The “grands,” Maci, Caroline, and Liam, turned 11, 9, and 6, respectively, this year.  Joe and Nancy made several trips to N.C. to see them, but the highlight may have been bringing them to Washington State this summer to visit Nancy’s sisters and friends.

Aunt Elise and Aunt Carol compete for “favorite aunt” status like the Real Housewives of Beverly Hills at an insult Olympics—nothing is off limits. Aunt Elise’s snack stash was an airport Hudson’s relocated to her pantry.  Aunt Carol lives on the water and has every beach toy imaginable.

Aunt Carol has four grandkids and doesn’t seem to care if the seven sand-encrusted second-cousins-once-removed are eating gummy worms in her hot tub, poking twigs into a hornet catcher, or driving her boat across Puget Sound like Evel Knievel at a monster truck rally.

Aunt Elise does not have children. Aunt Elise worries about unsupervised, free-range children. A lot. Aunt Elise gets a text at 6:30 AM from her neighbor about a 6-year-old back-holler Houdini escaping from her front door, barefoot, wearing only a pull-up. When the little escapee is recaptured and interrogated, Nancy and Joe learn that Liam was just going outside to find Aunt Elise and ask if he could have a snack from the glorious snack selection before breakfast. So much for sleeping in.

And it’s always nice to be in Wal-Mart and hear, “Nancy and Joe Franklin, please return to the dressing rooms for three left-behind items,” when you asked your husband to stay with the children while you went off to pick up some much-needed Advil.

After the Franklins were evicted from Aunt Elise’s and Aunt Carol’s, they headed to Seattle, where they spent time at the Pike Place Market and Seattle’s new waterfront. The “grands” insisted on splitting one $79 Dungeness crab for lunch, enjoying only $5.37 of it before deciding they’d rather have $5 corn dogs. Although it’s nice to know that their palettes have expanded beyond “pavement gum,” it was still nice to stand at the airport window and wave at the plane that was winging them back to their parents.

This fall, even though Joe and Nancy are “Day of the Dead” every day, they decided to go to Oaxaca for the real “Dia de Los Muertos” celebrations.
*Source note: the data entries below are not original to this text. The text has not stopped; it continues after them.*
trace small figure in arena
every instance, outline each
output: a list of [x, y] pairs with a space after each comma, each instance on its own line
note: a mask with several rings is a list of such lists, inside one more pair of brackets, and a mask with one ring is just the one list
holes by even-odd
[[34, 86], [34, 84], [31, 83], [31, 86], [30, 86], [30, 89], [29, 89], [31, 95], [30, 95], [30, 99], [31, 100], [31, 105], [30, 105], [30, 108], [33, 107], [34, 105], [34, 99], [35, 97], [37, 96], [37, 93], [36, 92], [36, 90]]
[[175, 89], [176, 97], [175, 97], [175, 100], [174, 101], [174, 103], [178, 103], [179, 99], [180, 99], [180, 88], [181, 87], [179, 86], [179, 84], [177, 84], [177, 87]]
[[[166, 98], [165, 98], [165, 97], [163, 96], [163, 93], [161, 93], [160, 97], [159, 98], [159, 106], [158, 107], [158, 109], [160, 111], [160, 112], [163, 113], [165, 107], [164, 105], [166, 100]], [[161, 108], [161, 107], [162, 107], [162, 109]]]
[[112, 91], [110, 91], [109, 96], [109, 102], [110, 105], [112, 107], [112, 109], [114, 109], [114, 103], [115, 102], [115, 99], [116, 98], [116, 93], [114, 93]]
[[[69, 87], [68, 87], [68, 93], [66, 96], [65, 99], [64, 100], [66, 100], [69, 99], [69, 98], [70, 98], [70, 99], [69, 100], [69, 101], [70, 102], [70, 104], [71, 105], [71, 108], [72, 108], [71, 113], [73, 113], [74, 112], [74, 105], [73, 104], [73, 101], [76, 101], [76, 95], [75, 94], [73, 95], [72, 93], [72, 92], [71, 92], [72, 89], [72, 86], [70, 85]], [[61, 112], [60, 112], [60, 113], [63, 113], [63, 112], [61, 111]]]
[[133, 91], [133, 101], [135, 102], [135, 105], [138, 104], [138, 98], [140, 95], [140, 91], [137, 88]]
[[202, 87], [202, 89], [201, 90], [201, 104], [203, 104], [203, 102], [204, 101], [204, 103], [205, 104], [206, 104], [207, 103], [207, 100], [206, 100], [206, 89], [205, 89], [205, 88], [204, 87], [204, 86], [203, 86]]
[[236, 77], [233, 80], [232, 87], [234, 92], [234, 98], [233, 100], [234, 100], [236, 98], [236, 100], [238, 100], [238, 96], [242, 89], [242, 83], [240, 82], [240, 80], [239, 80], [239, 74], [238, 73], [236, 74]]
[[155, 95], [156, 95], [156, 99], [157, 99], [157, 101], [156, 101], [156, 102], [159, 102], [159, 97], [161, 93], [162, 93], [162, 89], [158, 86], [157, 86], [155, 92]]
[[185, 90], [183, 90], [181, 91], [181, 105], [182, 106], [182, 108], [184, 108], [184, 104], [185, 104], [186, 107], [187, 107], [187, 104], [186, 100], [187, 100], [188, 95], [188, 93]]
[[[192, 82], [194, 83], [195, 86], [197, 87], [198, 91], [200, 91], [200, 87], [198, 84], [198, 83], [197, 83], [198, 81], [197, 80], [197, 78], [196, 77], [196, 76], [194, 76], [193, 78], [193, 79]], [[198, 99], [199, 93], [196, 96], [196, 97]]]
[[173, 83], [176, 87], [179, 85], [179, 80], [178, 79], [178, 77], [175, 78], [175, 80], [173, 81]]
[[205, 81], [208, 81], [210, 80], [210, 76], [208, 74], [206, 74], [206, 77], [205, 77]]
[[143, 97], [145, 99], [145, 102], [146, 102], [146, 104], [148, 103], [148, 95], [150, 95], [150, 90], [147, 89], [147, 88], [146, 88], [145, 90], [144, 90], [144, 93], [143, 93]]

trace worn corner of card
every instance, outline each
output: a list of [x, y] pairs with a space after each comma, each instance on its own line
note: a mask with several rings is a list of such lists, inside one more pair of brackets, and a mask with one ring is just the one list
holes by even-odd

They were barely out of the airport before they had stepped out of their cab, joined a parade, and walked a mile drinking the finest mezcal poured by the locals from plastic gasoline containers. The next four days were a blur. The Franklins must have had a good time because they came back, tightly wrapped in two rugs, looking like stale burritos from Taco Bell.

After a trip to Las Vegas to see The Wizard of Oz at The Sphere and making a substantial donation to the Las Vegas Gaming Commission, Joe and Nancy headed to N.C. for one last pre-holiday visit with the “grands.” This trip can best be described by singing the last few stanzas of The Twelve Days of Christmas:

Five in a car…

Four days of ice cream

Three pizza dinners

Two kids threw up

And one peed the bed in the room!

This year, Joe and Nancy lost some good friends. They are thankful for the time they had with them, and grateful for their own health, their home, and the abundance of joy and love they feel from all of you. May your 2026 be full of love and peace!

The Franklins,

Joe and Nancy, with entertainment provided by Jimmy, Taylor, Christie, and “the grands.”